The Law and the Book of Life

The thirty-second chapter of Exodus is a well-known lynchpin of the book. In it, Moses descends from Mount Sinai with “two tables of testimony, tables of stone, written with the finger of God” (31:18) only to discover that Aaron has cast, with the golden earrings of the wives, sons, and daughters of Israel, a molten calf which the people of Israel dance before in worship. Moses’s anger waxes hot, as the King James tells us, and he throws the tables out of his hands, breaking them beneath the mountain. As they crumble to dust, we see the true futility of the Law.

Earlier in Exodus 24, Moses spoke the commandments of God to the Israelites, “and they said, all that the Lord hath said will we do, and be obedient” (24:7). Moses then returns to the mountain for God to give him “tables of stone, and a law, and commandments which I have written; that thou mayest teach them” (24:12). It is then that Moses dwells on the mountain for forty days and forty nights — and it is then that the children of Israel reveal themselves to be not only “stiff-necked,” (32:9) but also impatient.

Before the children of Israel can even receive the tables of testimony, written by the very finger of God, they have already broken their covenant.

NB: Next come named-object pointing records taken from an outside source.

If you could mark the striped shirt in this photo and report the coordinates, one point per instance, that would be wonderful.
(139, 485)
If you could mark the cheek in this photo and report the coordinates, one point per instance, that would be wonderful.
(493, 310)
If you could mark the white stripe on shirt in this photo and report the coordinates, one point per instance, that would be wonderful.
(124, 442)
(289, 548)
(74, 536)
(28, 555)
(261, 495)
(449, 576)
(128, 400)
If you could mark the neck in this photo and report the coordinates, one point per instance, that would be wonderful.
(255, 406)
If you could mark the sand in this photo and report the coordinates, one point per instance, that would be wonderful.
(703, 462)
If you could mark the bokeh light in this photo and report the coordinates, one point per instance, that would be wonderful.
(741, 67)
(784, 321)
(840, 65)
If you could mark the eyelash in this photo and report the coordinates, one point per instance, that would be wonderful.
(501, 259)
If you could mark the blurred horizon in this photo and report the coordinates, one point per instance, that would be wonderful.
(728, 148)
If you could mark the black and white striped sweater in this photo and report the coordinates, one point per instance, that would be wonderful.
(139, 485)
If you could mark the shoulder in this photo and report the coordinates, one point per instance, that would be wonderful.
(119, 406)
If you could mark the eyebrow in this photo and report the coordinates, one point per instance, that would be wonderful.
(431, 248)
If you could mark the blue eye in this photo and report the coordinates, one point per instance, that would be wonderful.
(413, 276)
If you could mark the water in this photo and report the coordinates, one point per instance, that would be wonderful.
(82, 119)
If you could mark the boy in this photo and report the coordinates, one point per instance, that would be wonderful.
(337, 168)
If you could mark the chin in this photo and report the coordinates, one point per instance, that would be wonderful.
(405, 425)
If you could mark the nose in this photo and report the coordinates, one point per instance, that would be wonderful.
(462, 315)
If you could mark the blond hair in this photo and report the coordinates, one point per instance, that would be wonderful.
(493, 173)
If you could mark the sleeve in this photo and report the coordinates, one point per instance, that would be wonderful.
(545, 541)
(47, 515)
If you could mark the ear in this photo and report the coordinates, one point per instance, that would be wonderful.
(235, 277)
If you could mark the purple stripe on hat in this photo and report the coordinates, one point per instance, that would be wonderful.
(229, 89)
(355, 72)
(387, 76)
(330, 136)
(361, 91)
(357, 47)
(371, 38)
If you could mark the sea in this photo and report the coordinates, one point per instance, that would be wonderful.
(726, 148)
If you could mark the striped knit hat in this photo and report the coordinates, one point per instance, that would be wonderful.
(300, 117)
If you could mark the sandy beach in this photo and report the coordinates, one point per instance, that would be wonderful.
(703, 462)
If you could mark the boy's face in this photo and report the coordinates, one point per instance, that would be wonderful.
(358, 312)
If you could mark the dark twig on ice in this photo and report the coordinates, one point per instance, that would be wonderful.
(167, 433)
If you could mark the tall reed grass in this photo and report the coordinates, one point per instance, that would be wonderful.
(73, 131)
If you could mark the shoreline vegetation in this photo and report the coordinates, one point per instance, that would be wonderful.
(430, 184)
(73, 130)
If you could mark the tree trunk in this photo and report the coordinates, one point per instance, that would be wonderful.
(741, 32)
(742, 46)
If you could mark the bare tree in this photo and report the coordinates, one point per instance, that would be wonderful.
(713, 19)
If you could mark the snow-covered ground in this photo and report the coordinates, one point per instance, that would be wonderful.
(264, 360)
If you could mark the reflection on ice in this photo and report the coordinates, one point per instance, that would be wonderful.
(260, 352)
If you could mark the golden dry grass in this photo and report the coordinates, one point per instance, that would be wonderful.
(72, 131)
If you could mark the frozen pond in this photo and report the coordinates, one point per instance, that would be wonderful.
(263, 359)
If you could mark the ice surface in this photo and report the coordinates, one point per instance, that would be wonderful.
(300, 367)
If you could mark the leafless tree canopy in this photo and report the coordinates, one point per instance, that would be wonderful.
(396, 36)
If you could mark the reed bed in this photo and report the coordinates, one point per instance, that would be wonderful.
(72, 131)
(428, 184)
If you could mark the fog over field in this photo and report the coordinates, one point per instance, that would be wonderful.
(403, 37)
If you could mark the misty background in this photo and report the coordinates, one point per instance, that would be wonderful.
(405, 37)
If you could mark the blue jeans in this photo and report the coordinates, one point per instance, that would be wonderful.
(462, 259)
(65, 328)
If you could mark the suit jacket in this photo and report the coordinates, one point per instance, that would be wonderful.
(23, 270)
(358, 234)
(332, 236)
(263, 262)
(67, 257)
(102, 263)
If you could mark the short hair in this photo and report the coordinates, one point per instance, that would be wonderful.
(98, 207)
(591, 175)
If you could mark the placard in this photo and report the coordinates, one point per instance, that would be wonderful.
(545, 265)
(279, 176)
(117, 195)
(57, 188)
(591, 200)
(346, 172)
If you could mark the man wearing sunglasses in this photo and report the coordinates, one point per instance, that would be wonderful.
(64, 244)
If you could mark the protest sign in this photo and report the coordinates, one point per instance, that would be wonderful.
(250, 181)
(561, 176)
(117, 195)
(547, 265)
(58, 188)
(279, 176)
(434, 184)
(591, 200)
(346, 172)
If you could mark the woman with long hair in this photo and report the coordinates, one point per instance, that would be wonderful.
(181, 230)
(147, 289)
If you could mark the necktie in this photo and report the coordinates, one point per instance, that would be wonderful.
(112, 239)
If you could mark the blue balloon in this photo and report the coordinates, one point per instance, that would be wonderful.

They have already fallen short of their promise to God and his commandment to “have no other gods before me … [to] not bow down to them, nor serve them … neither make unto you gods of gold.” Before God can codify his words and inscribe the tablets, the gold was melted down, and an idol was born. In the moment Moses carries the Law down from the mountaintop, the Law is already condemning. And though it is Aaron and the Israelites who are the first to “break” the Law, it is Moses who physically breaks the Law, in his anger and frustration at the human heart and the heart’s inability to fulfill God’s commandments.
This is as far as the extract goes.